Working all week on Her Hidden Children, my book on the early decades of the American Pagan movement, part of the AltaMira Press Pagan Studies series. I’ve written history before, but somehow, writing about events in which I participated makes me feel at death’s door. I turn for inspiration to my beau ideal of a dignified old age, William S. Burroughs.

Pagan World Report

Here’s a site collecting Pagans-in-the-news articles from all over the place. I started doing the same thing with scissors and photocopier in the pre-Internet 1970s, but it was impossible back then to have this kind of scope. My stuff went into a series of file folders labeled “Witchcrap,” since that’s what most of it was.

Paganism: A Reader

What I hope was the last paper work for Graham Harvey’s and my new anthology, Paganism: A Reader went into the campus mailbag today on its way to Routledge, the publisher. The book is a collection of mostly primary sources, so in that way it’s somewhat different from Graham’s earlier anthology, Shamanism: A Reader.

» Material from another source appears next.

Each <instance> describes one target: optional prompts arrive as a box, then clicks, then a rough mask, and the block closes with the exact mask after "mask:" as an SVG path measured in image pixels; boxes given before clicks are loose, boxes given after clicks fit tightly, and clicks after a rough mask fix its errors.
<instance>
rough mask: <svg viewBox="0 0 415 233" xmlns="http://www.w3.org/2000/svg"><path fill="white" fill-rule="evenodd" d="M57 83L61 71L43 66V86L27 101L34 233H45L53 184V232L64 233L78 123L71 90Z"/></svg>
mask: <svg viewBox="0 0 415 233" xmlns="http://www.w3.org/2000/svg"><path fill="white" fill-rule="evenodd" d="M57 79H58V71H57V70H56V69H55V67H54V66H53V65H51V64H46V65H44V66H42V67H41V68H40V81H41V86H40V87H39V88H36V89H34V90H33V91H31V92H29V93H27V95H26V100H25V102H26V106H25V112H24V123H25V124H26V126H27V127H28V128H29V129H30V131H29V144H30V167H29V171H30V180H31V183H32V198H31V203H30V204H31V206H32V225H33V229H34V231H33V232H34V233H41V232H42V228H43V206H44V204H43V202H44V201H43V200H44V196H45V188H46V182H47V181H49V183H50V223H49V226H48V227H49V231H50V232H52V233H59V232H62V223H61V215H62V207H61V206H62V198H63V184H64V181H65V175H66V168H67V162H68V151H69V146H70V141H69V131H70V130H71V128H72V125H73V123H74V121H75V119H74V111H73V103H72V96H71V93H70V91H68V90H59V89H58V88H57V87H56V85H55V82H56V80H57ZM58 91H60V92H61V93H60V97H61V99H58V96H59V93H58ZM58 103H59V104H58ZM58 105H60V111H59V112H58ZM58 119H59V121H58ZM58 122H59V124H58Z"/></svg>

The selections in it begin with Classical materials, including “The Hymn to the Moon” (attributed to Homer) and the famous address to Isis from Apuleius’ The Golden Ass, in Robert Graves’ translation. What I regret not being able to include (for reasons of space) was Sappho’s poem to Aphrodite, which I always find to be heart-wrenchingly good. But the Emperor Julian’s “Letter to a Pagan Priest” was included, as well as some translations from Celtic and Norse sources that have been important to the Pagan revival.

We have tried to show just a few of the literary influences on the Pagan revival as well, such as Kipling’s Puck of Pook’s Hill, Robert Heinlein’s Stranger in a Strange Land, and Marion Zimmer Bradley’s The Mists of Avalon, as well as many well-known contemporary Pagan authors (Gardner, Valiente, Adler) and some new writers: Judy Harrow, Michael McNierney, and myself.